The following is a commit done by @mato. I am creating this draft PR to open up for review and hopefully eventually have it merged. I may add comments or changes that I find helpful in understanding the code.


Allow for up to 4GB guest size on x86_64 by using up to four PDE entries.

TODO: Lightly tested only, not sure if this arrangement will conflict with any platform memory holes that "plain" KVM may map into guest memory.

Kensan commented 1 month ago

I reviewed the construction of the new page table mappings and they look good to me.
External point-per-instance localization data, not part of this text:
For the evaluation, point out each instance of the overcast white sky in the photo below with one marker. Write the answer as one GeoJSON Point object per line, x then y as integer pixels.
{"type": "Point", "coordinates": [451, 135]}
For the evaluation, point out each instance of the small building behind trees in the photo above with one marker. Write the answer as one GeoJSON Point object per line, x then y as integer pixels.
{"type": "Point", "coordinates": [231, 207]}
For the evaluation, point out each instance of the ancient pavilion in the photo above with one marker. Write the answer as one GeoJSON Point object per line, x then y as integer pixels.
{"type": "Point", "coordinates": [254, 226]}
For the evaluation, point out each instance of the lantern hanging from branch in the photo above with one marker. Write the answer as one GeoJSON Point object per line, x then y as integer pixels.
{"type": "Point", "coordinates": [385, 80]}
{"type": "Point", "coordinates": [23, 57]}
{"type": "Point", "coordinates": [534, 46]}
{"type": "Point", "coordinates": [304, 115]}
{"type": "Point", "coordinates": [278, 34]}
While looking at the construction of hvt->mem I noticed that one assumption is that the underlying memory is zero initialised.

hannesm commented 1 month ago

Interesting observation. I have used this patch for some unikernels on FreeBSD, it worked nicely. But I don't quite understand the semantics (and FreeBSD mmap(2) man page doesn't guarantee zeroed out memory (also not for MAP_ANONYMOUS).
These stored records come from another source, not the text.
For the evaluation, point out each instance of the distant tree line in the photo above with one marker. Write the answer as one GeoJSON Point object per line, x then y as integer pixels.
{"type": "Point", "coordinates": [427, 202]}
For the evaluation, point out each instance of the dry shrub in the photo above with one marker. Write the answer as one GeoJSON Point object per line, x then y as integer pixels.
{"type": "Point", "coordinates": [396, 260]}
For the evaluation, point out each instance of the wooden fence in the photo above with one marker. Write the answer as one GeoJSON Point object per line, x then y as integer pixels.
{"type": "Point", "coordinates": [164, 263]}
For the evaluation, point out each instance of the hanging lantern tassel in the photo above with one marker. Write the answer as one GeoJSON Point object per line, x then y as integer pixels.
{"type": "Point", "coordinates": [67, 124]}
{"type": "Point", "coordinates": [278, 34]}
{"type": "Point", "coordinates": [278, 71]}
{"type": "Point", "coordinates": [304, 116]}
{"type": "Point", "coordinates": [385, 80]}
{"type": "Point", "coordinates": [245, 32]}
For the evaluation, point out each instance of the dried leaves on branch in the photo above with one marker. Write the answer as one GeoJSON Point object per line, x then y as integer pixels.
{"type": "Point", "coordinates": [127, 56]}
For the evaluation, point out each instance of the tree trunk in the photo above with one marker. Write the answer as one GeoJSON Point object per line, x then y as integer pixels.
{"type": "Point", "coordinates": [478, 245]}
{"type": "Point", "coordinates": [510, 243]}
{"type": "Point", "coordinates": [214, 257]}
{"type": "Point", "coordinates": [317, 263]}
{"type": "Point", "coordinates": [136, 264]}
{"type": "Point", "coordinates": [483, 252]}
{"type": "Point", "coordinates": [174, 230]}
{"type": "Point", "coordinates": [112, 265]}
tenders/hvt/hvt_freebsd.c: hvt->mem = mmap(NULL, mem_size, PROT_READ | PROT_WRITE, MAP_SHARED, hvb->vmfd, 0);

tenders/hvt/hvt_kvm.c: hvt->mem = mmap(NULL, mem_size, PROT_READ | PROT_WRITE, MAP_SHARED | MAP_ANONYMOUS, -1, 0);

tenders/hvt/hvt_openbsd.c: p = mmap(NULL, vmr->vmr_size, PROT_READ | PROT_WRITE, MAP_PRIVATE | MAP_ANON, -1, 0);

So, why does (a) FreeBSD use the vmfd (/dev/vmm/solo5-)? Why does OpenBSD use MAP_PRIVATE (instead of MAP_SHARED)? Is it worth to unify the flags across the platforms?

reynir commented 1 month ago

I think this is ready to review. I added a minor comment why X86_PDE_SIZE is now four times as much. I think there could be some explanation on how we build these tables and maybe a reference to their documentation. Then again, maybe it is self-evident if you're familiar with them already. Maybe @Kensan has an opinion?
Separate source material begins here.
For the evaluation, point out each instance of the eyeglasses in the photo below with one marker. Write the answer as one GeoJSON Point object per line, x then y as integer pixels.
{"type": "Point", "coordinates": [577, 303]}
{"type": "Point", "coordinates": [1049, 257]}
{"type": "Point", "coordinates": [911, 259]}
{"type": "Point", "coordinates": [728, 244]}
Another question is "why 4 GB?" -- and I think the answer is partly for simplicity, and maybe partly because this is the limit for aarch64 (for reasons I don't think apply to x86).

Kensan commented 3 weeks ago

Interesting observation. I have used this patch for some unikernels on FreeBSD, it worked nicely. But I don't quite understand the semantics (and FreeBSD mmap(2) man page doesn't guarantee zeroed out memory (also not for MAP_ANONYMOUS).

According to David Chisnall, the current usage guarantees zeroized memory, see this thread.

Kensan commented 3 weeks ago

I think this is ready to review. I added a minor comment why X86_PDE_SIZE is now four times as much. I think there could be some explanation on how we build these tables and maybe a reference to their documentation. Then again, maybe it is self-evident if you're familiar with them already. Maybe @Kensan has an opinion?

The most helpful reference would be Intel SDM Volume 3A, section 4.5 4-Level Paging and 5-Level Paging and Figure 4-9. Linear-Address Translation to a 2-MByte Page using 4-Level Paging. I think it is helpful to have this reference somewhere. If not in the code then at least in one of the commit messages but a comment would probably preferable.

Another question is "why 4 GB?" -- and I think the answer is partly for simplicity, and maybe partly because this is the limit for aarch64 (for reasons I don't think apply to x86).

I do not know what the reasoning was but probably that it is a nice round number and "should be enough for almost anyone" (tm). On x86_64 it is easy to add 1-GB by simply adding another, fully populated Page Directory (PD).

Since there were no real code changes, my conclusion from the first review still stands and from my side I think it is looking good.